01. Chaos

53 4 0
                                    

Pagi itu Raya nggak telat buat datang upacara, jadi dia dengan tenang ambil barisan paling belakang biar adem. Tapi, karena cewek itu lumayan tinggi diantara anak cewek kelasnya, mau nggak mau dia harus mengalah untuk maju ke depan. Yang buat Raya bingung, kenapa yang tinggi selalu disuruh di depan sedang yang tingginya kurang malah di belakang? Bukannya mereka nggak bakal kelihatan karena ketutupan? Terus nggak apa-apa gitu yang tinggi jadi gosong sendirian karena melindungi teman-teman kurcacinya?

Beruntung atribut yang Raya pakai lengkap meski kaos kakinya kedodoran sedikit.

Saat upacara dinyatakan selesai, suara Pak Seno terdengar memberi arahan agar tidak meninggalkan lapangan terlebih dahulu.

"Ngapain lagi sih ya Allah.." Jeje menggerutu.

"Biasa, paling paskib menang lomba." kata Marsel menimpali.

"Males banget anjir, maksud gue kayak nggak perlu lah diumumin ke satu sekolah, kan ekskul disini bukan cuma paskib," ujar Jeje masih misuh.

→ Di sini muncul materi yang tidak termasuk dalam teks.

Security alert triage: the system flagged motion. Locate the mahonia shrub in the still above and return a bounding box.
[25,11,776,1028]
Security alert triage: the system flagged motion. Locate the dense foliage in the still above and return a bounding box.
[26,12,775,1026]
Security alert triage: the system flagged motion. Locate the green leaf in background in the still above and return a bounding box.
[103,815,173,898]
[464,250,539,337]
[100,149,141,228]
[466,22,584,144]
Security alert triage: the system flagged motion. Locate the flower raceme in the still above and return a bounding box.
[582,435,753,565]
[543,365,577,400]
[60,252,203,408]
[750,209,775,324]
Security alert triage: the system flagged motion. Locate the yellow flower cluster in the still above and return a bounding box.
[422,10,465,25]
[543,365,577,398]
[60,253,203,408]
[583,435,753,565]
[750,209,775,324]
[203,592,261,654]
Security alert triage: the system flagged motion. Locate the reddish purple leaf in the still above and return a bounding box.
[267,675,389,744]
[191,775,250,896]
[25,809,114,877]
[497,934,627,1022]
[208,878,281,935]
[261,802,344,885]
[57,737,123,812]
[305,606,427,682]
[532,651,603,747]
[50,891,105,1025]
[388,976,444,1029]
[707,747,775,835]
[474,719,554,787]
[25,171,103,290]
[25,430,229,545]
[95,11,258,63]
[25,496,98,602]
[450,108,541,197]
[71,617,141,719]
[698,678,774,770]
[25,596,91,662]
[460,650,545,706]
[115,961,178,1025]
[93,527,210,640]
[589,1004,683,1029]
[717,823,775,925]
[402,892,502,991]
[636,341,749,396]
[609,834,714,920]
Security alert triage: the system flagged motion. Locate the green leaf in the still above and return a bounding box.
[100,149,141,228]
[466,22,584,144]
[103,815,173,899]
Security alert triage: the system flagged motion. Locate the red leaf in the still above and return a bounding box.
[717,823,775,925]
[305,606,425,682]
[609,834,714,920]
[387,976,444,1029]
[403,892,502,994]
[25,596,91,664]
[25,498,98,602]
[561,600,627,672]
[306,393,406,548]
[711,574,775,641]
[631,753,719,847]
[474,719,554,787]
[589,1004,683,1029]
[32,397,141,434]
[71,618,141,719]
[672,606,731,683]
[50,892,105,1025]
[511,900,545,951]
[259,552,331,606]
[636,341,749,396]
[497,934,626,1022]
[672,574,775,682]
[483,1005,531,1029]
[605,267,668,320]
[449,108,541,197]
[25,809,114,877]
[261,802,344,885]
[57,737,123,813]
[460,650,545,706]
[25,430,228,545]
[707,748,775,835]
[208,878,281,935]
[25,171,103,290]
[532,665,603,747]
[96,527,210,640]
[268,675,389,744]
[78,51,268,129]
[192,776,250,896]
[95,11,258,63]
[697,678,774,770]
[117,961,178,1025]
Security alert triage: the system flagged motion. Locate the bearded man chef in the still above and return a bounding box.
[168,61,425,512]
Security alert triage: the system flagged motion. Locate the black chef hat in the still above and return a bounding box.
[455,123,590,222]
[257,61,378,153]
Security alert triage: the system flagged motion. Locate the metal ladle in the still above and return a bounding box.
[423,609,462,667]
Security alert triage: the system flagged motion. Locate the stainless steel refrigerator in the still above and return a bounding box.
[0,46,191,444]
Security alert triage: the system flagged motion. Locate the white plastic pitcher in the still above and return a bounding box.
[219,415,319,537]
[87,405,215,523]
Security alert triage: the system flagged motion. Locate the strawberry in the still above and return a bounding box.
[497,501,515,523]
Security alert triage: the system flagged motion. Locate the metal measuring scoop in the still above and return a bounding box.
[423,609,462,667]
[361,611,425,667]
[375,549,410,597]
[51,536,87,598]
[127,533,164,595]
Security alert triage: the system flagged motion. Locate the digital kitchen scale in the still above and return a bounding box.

Cewek berambut panjang dengan mata fox-nya itu udah pas banget jadi karakter antagonis menurut Raya.

"IYA! Waktu PMR menang kemarin nggak disebutin kayak paskib, gue sakit hati banget." Shanin, yang kemarin baru saja dilantik jadi wakil ketua ekskul PMR juga ikutan.

"Biarin aja. Namanya juga ekskul unggulan." ucap Tasa menambahi. Plot twistnya, cuma Tasa satu-satunya anak paskibra di kelas 11 IPA 2. Jadi cewek itu sering ikut ghibahin ekskulnya sendiri.

Pak Seno menyuruh seluruh murid untuk duduk ditempat setelah enam orang siswa-siswi masuk ke tengah lapangan.

Raya mengernyit, "Ohh pemilihan ketos waketos baru, ya?" tanyanya menengok ke Jeje yang dibelakangnya.

"Hooh, mukanya pada asing anjir. Gue cuma tahu si Gadis,"

"Yeee, itu kan emang temen lu di SMP." cibir Raya. Jeje cuma tersenyum tengil.

Saat penyampaian visi-misi Raya nggak denger, dia nggak begitu peduli juga sama keberlanjutan program yang mereka tawarkan, cewek itu sibuk menutupi mukanya pakai topk karena silau. Cuma dia salfok sama salah satu calon wakil ketua OSIS di depan sana. Mukanya ngajak ribut.

Seusai pengenalan serta pembacaan visi-misi dari para calon, mereka semua dipersilakan masuk ke kelas masing-masing.

Jeje langsung gandeng Raya dan berjalan menuju tangga karena kelas mereka berada di lantai dua. Di belakang terdengar rusuh suara anak laki-laki kelasnya yang nggak tau ngomongin apa.

"Anjeng." umpat Raya ketika tubuhnya nggak sengaja kehimpit sama Ardian.

"Bukan gueee, itu noh si Jupe!" seru Ardian membela diri.

"Apaan sih monyet, fitnah lu!" balas Juvy nggak mau kalah.

Dua cowok itu jadi toyor-toyoran dan mengumpat satu sama lain. Raya cuma melirik tajam ke arah mereka berdua, lanjut jalan sama Jeje yang cekikikan di sampingnya.

"Eh Je, yang itu namanya siapa?" tanya Raya tiba-tiba menunjuk sosok yang berjalan mendekat berlawanan arah dengan mereka.

"Yang mana?"

"Itu noh yang mukanya songong,"

"Mana anjir???" Jeje celingukan mencari.

"Ih buta lu apa gimana? Yang ituuu," kata Raya gemes sendiri.

"Ohhh, Rasi. Emang napa?" tanya Jeje saat netranya menangkap sosok Rasi yang sedang berjalan dengan Gadis.

"Ganteng." ceplos Raya sambil senyum-senyum. Jeje yang lihat itu langsung melongo kaget nggak percaya.